In one of the multiple lawsuits that Pharmaceutical Manufacturing Research Services (PMRS) has filed against the FDA related to the approval of abuse-deterrent opioids in the last few years, the Eastern District of Pennsylvania summarily rejected PMRS’s bid to keep abuse-deterrent opioid, RoxyBond, off the market. The Court determined that PMRS did not have Article III standing to challenge FDA’s approval of RoxyBond.
For those unfamiliar with the backstory, PMRS is a contact manufacturer for drug products that has petitioned FDA repeatedly to stop the approval of pending and future opioids indicated for chronic use. These requests have specifically named opioid products approved with abuse-deterrent properties, asking that FDA stay approval of specific products, like RoxyBond, the first immediate release opioid approved for chronic use with abuse-deterrent properties. PMRS has submitted six petitions for stay and citizen petitions to FDA since February 2016 – all asking FDA to either stay or revoke approval of opioids labeled for chronic use. FDA has denied all of these petitions (Strike One) other than the one filed in March 2017 and one filed in November of 2018, which remain pending. PMRS also submitted an NDA for its own abuse-deterrent, immediate release opioid for acute rather than chronic use. FDA issued a Complete Response Letter for the product in November 2017 and denied PMRS’s NDA and Request for A Hearing on October 30, 2018 (which ultimately led to another PMRS lawsuit against FDA) (potentially Strike 3).

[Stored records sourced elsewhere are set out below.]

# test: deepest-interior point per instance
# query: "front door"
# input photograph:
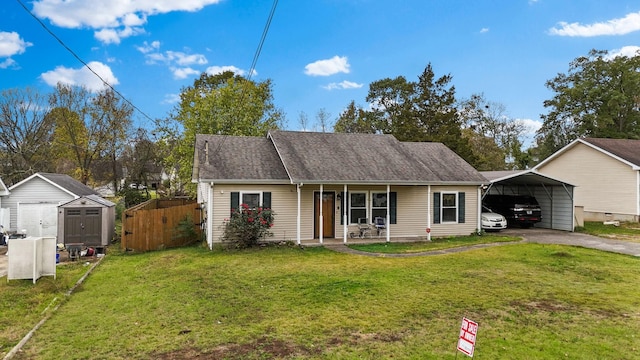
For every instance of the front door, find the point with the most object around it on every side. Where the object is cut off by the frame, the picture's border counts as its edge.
(328, 205)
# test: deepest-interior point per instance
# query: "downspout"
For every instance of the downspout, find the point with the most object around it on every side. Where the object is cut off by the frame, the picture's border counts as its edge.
(388, 220)
(298, 215)
(429, 214)
(345, 225)
(210, 216)
(321, 219)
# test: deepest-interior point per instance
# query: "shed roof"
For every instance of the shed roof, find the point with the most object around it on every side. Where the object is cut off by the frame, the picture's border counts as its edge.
(61, 181)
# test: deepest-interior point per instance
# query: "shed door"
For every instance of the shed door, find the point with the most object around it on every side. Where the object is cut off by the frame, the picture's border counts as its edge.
(83, 225)
(38, 219)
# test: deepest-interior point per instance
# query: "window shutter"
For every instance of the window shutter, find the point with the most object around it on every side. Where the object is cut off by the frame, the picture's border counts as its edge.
(343, 200)
(266, 200)
(461, 208)
(235, 201)
(436, 208)
(393, 200)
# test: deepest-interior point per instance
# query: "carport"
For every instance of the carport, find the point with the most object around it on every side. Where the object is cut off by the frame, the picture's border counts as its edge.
(554, 196)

In August 2017, PMRS sued FDA arguing that the Agency’s denial of its petitions was arbitrary, capricious, and an abuse of discretion in contravention of the Administrative Procedures Act and asked the Curt to stay the effective date of RoxyBond. On Tuesday, the Court dismissed the case for lack of jurisdiction because PMRS lacks Article III standing. The Court made clear that an agency’s mere denial of a petition does not constitute injury in fact for purposes of Article III standing. PMRS additionally argued that FDA could compare a PMRS application to RoxyBond during the approval process and therefore the approval of RoxyBond would alter the approval process for abuse-deterrent opioids, but the Court rejected that argument as too speculative to establish injury in fact. PMRS also could not rely on the “competitor standing” doctrine either because its NDA did not have tentative approval nor was PMRS a current competitor with RoxyBond.

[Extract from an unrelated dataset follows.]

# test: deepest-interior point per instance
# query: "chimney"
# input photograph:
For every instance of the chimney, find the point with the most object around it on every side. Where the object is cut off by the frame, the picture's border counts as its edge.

Notably, this decision sets forth the premise that even if a plaintiff is the recipient of a final agency action, it may not be enough to confer Article III standing. Even having a pending NDA may not be enough to seek judicial review. While we’ll have to wait to see how this is applied beyond the narrow circumstances of this case, it could have ramifications for trade associations or public interest groups that routinely use the Citizen Petition process to try to convince FDA of their policy positions.